Influencing Prince and Princess did sometimes seem to happen somewhat too subtly. After I made my choices and saw the doubt accrue, I could see how it could be interpreted that way, but it made it more difficult to consciously choose a direction.

In the end I kept the Great Spider alive, but only for a while. The Prince wounded her (it? him?) to die slowly, but giving enough time to raise an heir. I also advocated for rage, so I ended up with the Spider raising a rebel heir against tradition.

edited by Ferel on 2/9/2022

Somehow I have been kicked out of this story. Being unfamiliar with Arbor I appear to have taken a wrong turn and found myself back in London with no way back (never got around to exploring that place, as the card always seems to pop up when I’m in the middle of something else).
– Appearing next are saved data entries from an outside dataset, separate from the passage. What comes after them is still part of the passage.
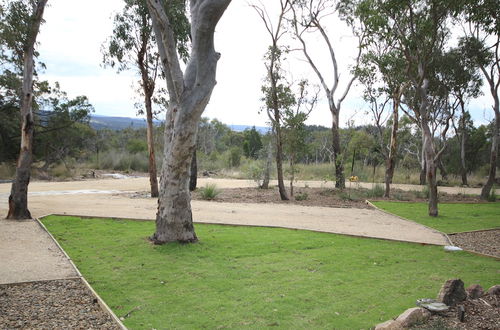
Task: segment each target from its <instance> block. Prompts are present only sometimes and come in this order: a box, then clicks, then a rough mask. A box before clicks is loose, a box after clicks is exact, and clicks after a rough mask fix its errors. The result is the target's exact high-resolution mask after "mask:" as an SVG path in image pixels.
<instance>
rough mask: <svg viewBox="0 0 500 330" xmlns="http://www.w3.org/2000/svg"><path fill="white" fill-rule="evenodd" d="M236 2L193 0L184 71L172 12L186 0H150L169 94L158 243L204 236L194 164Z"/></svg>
mask: <svg viewBox="0 0 500 330" xmlns="http://www.w3.org/2000/svg"><path fill="white" fill-rule="evenodd" d="M230 2H231V0H190V3H189V4H190V5H189V9H190V14H191V34H190V36H191V51H190V56H189V60H188V62H187V64H186V67H185V69H184V71H183V70H182V68H181V63H180V59H179V54H178V52H177V48H178V41H177V40H176V38H175V31H174V26H175V24H173V20H172V18H175V17H176V16H177V15H172V16H169V14H168V13H172V12H173V11H178V12H180V13H184V12H185V11H186V8H185V1H178V2H175V1H167V2H165V1H161V0H147V6H148V9H149V13H150V15H151V19H152V24H153V31H154V33H155V35H156V41H157V43H158V50H159V54H160V57H161V63H162V67H163V72H164V74H165V80H166V83H167V90H168V96H169V101H168V109H167V115H166V121H165V147H164V160H163V167H162V170H161V179H160V196H159V199H158V212H157V214H156V231H155V233H154V234H153V235H152V236H151V240H152V241H153V242H154V243H155V244H164V243H167V242H173V241H177V242H185V243H188V242H196V241H197V240H198V238H197V236H196V233H195V231H194V226H193V216H192V210H191V196H190V192H189V180H190V165H191V160H192V156H193V151H194V150H195V148H196V133H197V130H198V123H199V121H200V118H201V115H202V114H203V111H204V110H205V107H206V105H207V104H208V102H209V100H210V96H211V94H212V91H213V89H214V87H215V84H216V80H215V76H216V71H217V62H218V60H219V58H220V56H221V55H220V54H219V53H217V52H216V51H215V47H214V33H215V27H216V26H217V23H218V22H219V20H220V18H221V17H222V15H223V13H224V11H225V10H226V8H227V6H228V5H229V3H230ZM176 5H177V6H176ZM171 17H172V18H171Z"/></svg>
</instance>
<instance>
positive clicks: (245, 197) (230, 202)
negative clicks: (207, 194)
mask: <svg viewBox="0 0 500 330" xmlns="http://www.w3.org/2000/svg"><path fill="white" fill-rule="evenodd" d="M192 197H193V199H196V200H200V199H202V197H201V194H200V192H199V190H196V191H195V192H193V195H192ZM214 201H216V202H222V203H277V204H294V205H302V206H321V207H344V208H345V207H355V208H362V209H366V208H370V207H369V206H368V205H367V204H366V203H365V201H364V199H356V198H355V195H354V192H353V193H352V196H350V195H349V192H347V191H345V192H340V191H339V190H334V189H329V188H295V194H294V197H291V196H290V200H288V201H282V200H281V198H280V196H279V193H278V189H276V188H271V189H259V188H232V189H221V190H220V194H219V195H217V197H216V198H215V199H214Z"/></svg>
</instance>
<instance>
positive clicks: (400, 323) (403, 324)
mask: <svg viewBox="0 0 500 330" xmlns="http://www.w3.org/2000/svg"><path fill="white" fill-rule="evenodd" d="M430 316H431V313H430V312H429V311H428V310H427V309H424V308H421V307H413V308H409V309H407V310H406V311H404V312H403V314H401V315H399V316H398V318H397V319H396V321H397V322H399V323H400V324H401V326H402V327H403V328H409V327H411V326H412V325H414V324H415V323H418V322H424V321H427V319H428V318H429V317H430Z"/></svg>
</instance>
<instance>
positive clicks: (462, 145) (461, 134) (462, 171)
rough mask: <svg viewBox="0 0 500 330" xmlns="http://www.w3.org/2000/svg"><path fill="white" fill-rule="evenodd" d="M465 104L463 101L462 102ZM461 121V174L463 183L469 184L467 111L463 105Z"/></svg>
mask: <svg viewBox="0 0 500 330" xmlns="http://www.w3.org/2000/svg"><path fill="white" fill-rule="evenodd" d="M462 104H463V103H462ZM460 122H461V126H462V127H461V132H460V174H461V176H462V185H463V186H468V183H467V165H466V163H465V146H466V143H467V141H466V139H467V132H466V128H465V113H464V108H463V105H462V118H460Z"/></svg>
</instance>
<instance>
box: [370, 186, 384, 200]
mask: <svg viewBox="0 0 500 330" xmlns="http://www.w3.org/2000/svg"><path fill="white" fill-rule="evenodd" d="M384 194H385V189H384V187H383V186H382V185H381V184H376V185H374V186H373V187H372V189H371V191H370V193H369V196H370V197H383V196H384Z"/></svg>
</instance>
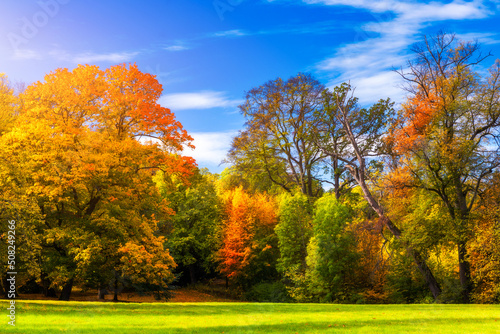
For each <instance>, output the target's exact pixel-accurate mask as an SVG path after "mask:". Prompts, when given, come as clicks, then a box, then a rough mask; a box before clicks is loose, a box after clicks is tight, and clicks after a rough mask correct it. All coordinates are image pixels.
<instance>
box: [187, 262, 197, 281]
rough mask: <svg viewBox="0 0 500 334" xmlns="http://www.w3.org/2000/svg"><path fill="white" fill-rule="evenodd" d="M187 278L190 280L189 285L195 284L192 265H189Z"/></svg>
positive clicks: (192, 266) (195, 277)
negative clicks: (188, 273) (190, 283)
mask: <svg viewBox="0 0 500 334" xmlns="http://www.w3.org/2000/svg"><path fill="white" fill-rule="evenodd" d="M189 278H190V279H191V284H196V270H195V267H194V265H192V264H190V265H189Z"/></svg>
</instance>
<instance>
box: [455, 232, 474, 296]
mask: <svg viewBox="0 0 500 334" xmlns="http://www.w3.org/2000/svg"><path fill="white" fill-rule="evenodd" d="M466 256H467V248H466V245H465V242H459V243H458V271H459V276H460V285H461V286H462V303H466V304H467V303H470V294H471V292H472V282H471V273H470V263H469V261H467V259H466Z"/></svg>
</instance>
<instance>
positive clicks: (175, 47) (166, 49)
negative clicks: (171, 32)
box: [163, 45, 189, 52]
mask: <svg viewBox="0 0 500 334" xmlns="http://www.w3.org/2000/svg"><path fill="white" fill-rule="evenodd" d="M163 49H164V50H167V51H174V52H175V51H184V50H188V49H189V48H188V47H187V46H184V45H171V46H167V47H164V48H163Z"/></svg>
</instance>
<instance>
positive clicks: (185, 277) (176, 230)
mask: <svg viewBox="0 0 500 334" xmlns="http://www.w3.org/2000/svg"><path fill="white" fill-rule="evenodd" d="M217 181H218V178H217V175H214V174H211V173H210V172H208V170H206V169H202V170H196V171H195V172H194V174H193V175H192V176H191V177H190V178H189V179H188V183H186V182H183V181H182V180H181V179H180V178H178V177H175V176H173V177H172V176H171V175H166V174H163V173H157V175H156V176H155V182H156V183H157V185H158V187H159V188H160V192H161V194H162V196H163V197H164V198H165V199H167V200H168V202H169V206H170V207H171V208H172V210H174V211H175V214H174V215H172V216H169V217H167V219H166V220H164V221H162V222H160V225H159V228H160V231H161V234H162V235H165V236H166V237H167V242H166V247H167V248H168V249H169V251H170V253H171V254H172V256H173V258H174V260H175V262H176V263H177V264H178V268H177V270H176V271H177V272H180V273H181V274H184V276H186V277H181V278H180V279H181V280H182V281H185V282H188V281H189V282H190V283H191V284H194V283H196V282H197V280H198V275H200V274H201V275H203V276H205V277H206V276H209V275H213V274H214V273H215V271H216V269H217V265H218V261H217V256H216V253H217V251H218V249H219V247H220V243H221V241H220V239H221V231H220V229H221V226H220V225H221V218H222V212H221V207H222V202H221V199H220V198H219V196H218V195H217V190H216V182H217Z"/></svg>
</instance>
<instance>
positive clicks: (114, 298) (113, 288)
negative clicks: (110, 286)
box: [113, 272, 118, 302]
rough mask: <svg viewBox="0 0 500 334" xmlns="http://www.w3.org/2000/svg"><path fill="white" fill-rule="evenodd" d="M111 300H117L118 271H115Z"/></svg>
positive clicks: (117, 292) (114, 301) (117, 290)
mask: <svg viewBox="0 0 500 334" xmlns="http://www.w3.org/2000/svg"><path fill="white" fill-rule="evenodd" d="M113 290H114V291H113V301H114V302H117V301H118V273H116V272H115V282H114V286H113Z"/></svg>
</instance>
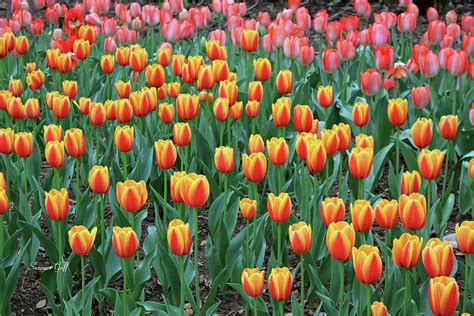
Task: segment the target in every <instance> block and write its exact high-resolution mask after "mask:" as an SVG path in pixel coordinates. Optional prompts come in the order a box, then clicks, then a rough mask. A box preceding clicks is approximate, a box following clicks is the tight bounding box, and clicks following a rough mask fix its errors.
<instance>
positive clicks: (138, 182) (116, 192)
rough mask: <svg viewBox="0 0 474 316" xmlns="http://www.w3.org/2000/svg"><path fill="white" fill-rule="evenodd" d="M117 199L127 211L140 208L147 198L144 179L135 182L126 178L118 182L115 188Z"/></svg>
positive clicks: (145, 184)
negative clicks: (115, 190) (137, 181)
mask: <svg viewBox="0 0 474 316" xmlns="http://www.w3.org/2000/svg"><path fill="white" fill-rule="evenodd" d="M116 195H117V201H118V202H119V204H120V206H121V207H122V208H123V209H124V210H125V211H127V212H130V213H135V212H137V211H138V210H140V209H141V208H142V207H143V205H145V202H146V200H147V198H148V191H147V188H146V183H145V181H140V182H135V181H134V180H126V181H125V182H118V183H117V188H116Z"/></svg>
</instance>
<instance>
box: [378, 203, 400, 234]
mask: <svg viewBox="0 0 474 316" xmlns="http://www.w3.org/2000/svg"><path fill="white" fill-rule="evenodd" d="M375 220H376V221H377V224H379V226H380V227H381V228H387V229H392V228H393V227H395V225H396V224H397V220H398V202H397V200H391V201H389V200H386V199H382V200H380V201H379V203H377V205H376V206H375Z"/></svg>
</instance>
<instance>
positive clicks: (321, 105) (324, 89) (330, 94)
mask: <svg viewBox="0 0 474 316" xmlns="http://www.w3.org/2000/svg"><path fill="white" fill-rule="evenodd" d="M316 97H317V100H318V103H319V105H320V106H322V107H324V108H327V107H330V106H331V105H332V102H333V92H332V86H319V87H318V92H317V95H316Z"/></svg>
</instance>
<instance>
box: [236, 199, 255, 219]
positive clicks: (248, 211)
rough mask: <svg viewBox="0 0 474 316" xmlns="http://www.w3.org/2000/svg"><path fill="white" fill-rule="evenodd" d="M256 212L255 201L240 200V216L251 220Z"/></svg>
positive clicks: (254, 215) (243, 199)
mask: <svg viewBox="0 0 474 316" xmlns="http://www.w3.org/2000/svg"><path fill="white" fill-rule="evenodd" d="M256 211H257V201H255V200H251V199H248V198H243V199H242V200H240V214H242V217H243V218H245V219H252V218H253V217H254V216H255V212H256Z"/></svg>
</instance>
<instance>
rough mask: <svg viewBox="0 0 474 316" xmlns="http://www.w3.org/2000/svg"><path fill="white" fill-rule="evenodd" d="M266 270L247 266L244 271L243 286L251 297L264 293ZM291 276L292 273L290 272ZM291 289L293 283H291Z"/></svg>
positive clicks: (243, 271) (243, 275) (256, 295)
mask: <svg viewBox="0 0 474 316" xmlns="http://www.w3.org/2000/svg"><path fill="white" fill-rule="evenodd" d="M264 277H265V272H264V271H260V270H259V269H258V268H254V269H250V268H245V269H244V270H243V271H242V276H241V282H242V287H243V289H244V291H245V293H247V295H248V296H250V297H258V296H260V295H262V292H263V283H264ZM290 277H291V274H290ZM290 291H291V285H290Z"/></svg>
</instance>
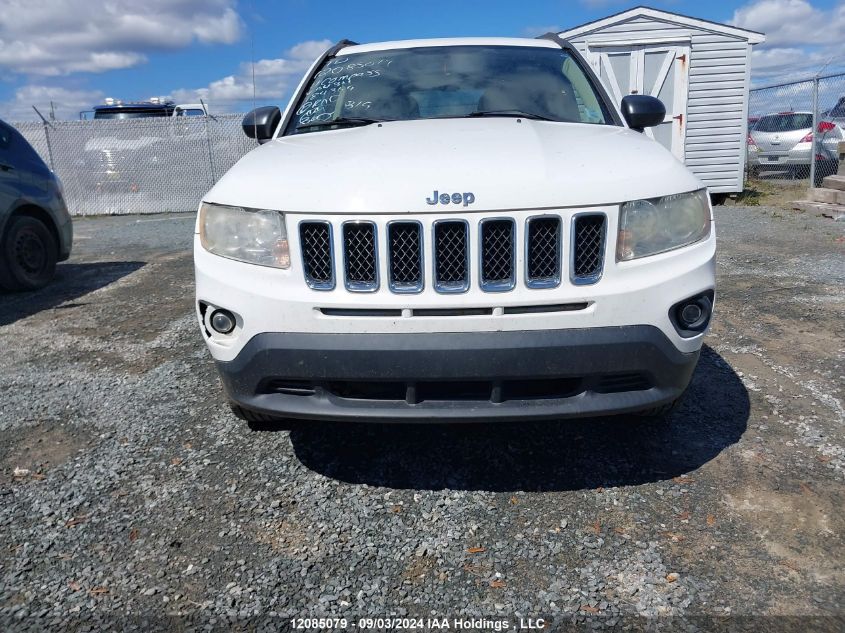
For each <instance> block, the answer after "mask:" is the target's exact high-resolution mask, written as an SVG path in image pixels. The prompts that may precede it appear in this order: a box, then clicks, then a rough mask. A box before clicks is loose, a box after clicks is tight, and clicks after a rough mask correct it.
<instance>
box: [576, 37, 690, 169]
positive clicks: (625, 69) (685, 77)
mask: <svg viewBox="0 0 845 633" xmlns="http://www.w3.org/2000/svg"><path fill="white" fill-rule="evenodd" d="M689 53H690V47H689V44H684V43H666V44H661V43H654V44H633V45H626V46H609V45H605V44H603V43H591V44H588V55H587V58H588V59H589V62H590V65H591V66H592V67H593V70H594V71H595V72H596V74H597V75H598V76H599V78H600V79H601V82H602V83H603V84H604V86H605V87H606V88H607V90H608V92H609V93H610V94H611V96H612V97H613V99H614V100H615V101H616V103H617V104H618V103H619V102H620V101H622V97H624V96H626V95H629V94H647V95H651V96H652V97H657V98H658V99H660V100H661V101H662V102H663V104H664V105H665V106H666V117H665V118H664V119H663V123H661V124H660V125H657V126H655V127H652V128H646V130H645V134H646V135H648V136H649V137H651V138H653V139H655V140H656V141H657V142H659V143H660V144H661V145H663V146H664V147H665V148H666V149H668V150H669V151H671V152H672V153H673V154H674V155H675V156H676V157H677V158H678V160H681V161H682V160H684V137H685V129H686V128H685V126H686V124H687V121H686V116H687V97H688V95H689Z"/></svg>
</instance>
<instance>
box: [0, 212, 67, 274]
mask: <svg viewBox="0 0 845 633" xmlns="http://www.w3.org/2000/svg"><path fill="white" fill-rule="evenodd" d="M57 258H58V247H57V245H56V240H55V239H54V238H53V234H52V233H50V229H48V228H47V227H46V226H45V224H44V223H43V222H42V221H41V220H37V219H36V218H32V217H29V216H26V215H21V216H15V217H13V218H12V219H11V220H9V224H8V225H7V226H6V232H5V234H4V235H3V237H2V240H0V285H2V286H3V287H5V288H6V289H7V290H37V289H38V288H43V287H44V286H46V285H47V284H48V283H49V282H50V280H51V279H52V278H53V275H54V274H55V272H56V260H57Z"/></svg>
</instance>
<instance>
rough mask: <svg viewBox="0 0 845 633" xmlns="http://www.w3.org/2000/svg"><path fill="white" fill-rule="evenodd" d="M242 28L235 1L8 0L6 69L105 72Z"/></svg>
mask: <svg viewBox="0 0 845 633" xmlns="http://www.w3.org/2000/svg"><path fill="white" fill-rule="evenodd" d="M242 31H243V23H242V21H241V18H240V16H239V15H238V13H237V11H236V10H235V3H234V0H178V1H177V0H144V1H143V2H139V1H138V0H109V1H108V2H93V1H91V0H4V2H3V8H2V10H0V69H2V68H5V69H6V70H7V71H8V72H12V73H20V74H28V75H45V76H51V75H65V74H68V73H72V72H80V71H81V72H105V71H108V70H115V69H119V68H129V67H132V66H136V65H138V64H141V63H143V62H145V61H146V59H147V57H146V54H147V53H149V52H152V51H158V50H173V49H177V48H183V47H186V46H189V45H190V44H192V43H193V42H201V43H205V44H231V43H232V42H235V41H237V40H238V38H239V37H240V36H241V33H242Z"/></svg>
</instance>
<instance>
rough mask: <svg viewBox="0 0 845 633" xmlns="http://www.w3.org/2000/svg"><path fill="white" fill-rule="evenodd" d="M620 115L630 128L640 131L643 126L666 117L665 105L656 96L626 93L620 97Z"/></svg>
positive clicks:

I presume (though I don’t know) that I can get back to the story via the regular card, but I haven’t seen that card since the story released, and it’s now nearly April.

I can only judge the story as I find it and so far I have found it to be rather crappy, as for me there is no story. Enough time has passed that I don’t even remember why I was going there. This is a nice enough idea in theory, but as a game play mechanic it sucks, big time. I have almost completely lost interest in this story and the only reason I am still even thinking about it is because I want to get what I paid for. Please don’t use a mechanic like this again, FB.

This is the nature of all the Exceptional Stories. They are only available via an action in London during one month. However, you might be able to go to your lodgings and find it in your Exceptional Story Library. That was added so players could play the Stories that they missed starting. I don’t know if that will work for you since you say you had already started the story.